Dude WTF? His teammate just started talkin to me on fb! Am I walking around with a "I like to f**k gators" on my forehead?
No, it just says ur easy
I just saw a stripper wear a tube top around her floppy gut. God bless Michigan.
The only way im leaving this casino is in a golden chariot or an ambulance
Ah, I knew it wouldn't be long before my boobs were introduced into the conversation.
Restaurants Roasting People Who Gave Them Negative Yelp Reviews (25 Pics)
I legitimately sent him a storybook of naked pictures.
I had to do a class evaluation today & the girl beside me didn't fill in any bubbles she just wrote in huge letters RETIRE across the whole sheet
i just went 2 months without giving head... thats like two months without coffee. or two months without sun.
I've spent more money on drugs for bonnaroo than my actual ticket. Proudly.
Nope. Daytime is texting time. Night time is you send me naked pictures time.

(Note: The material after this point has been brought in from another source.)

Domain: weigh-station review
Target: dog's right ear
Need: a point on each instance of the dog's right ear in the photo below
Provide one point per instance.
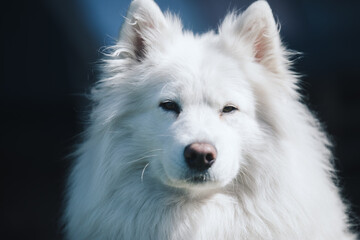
(143, 24)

Woman Posts Harassing DMs From Creep Online, Now He’s Upset Because People Told His Mom
We crashed a rave, threw glitter all over Gay Dan and the bartender, broke a chandelier and called ourselves the Kings of Neon.
Your "dubstep at ceilis" resulted in a random naked guy busting into my room and peeing all over my bathroom
Because making bad decisions is what makes our house great and I don't plan on changing that anytime soon.
I wanna say I regret bonging a beer while having sex with Mike, but it helped me get thru it.
dude idk where I am. fuckin like. there wheat field and a horizon and shit. I think I got on a bus? some dude named Sam gave me a pamphlet about Jesus.
It's like the perfect sandwich, once you find it you want to ensure your future access to it.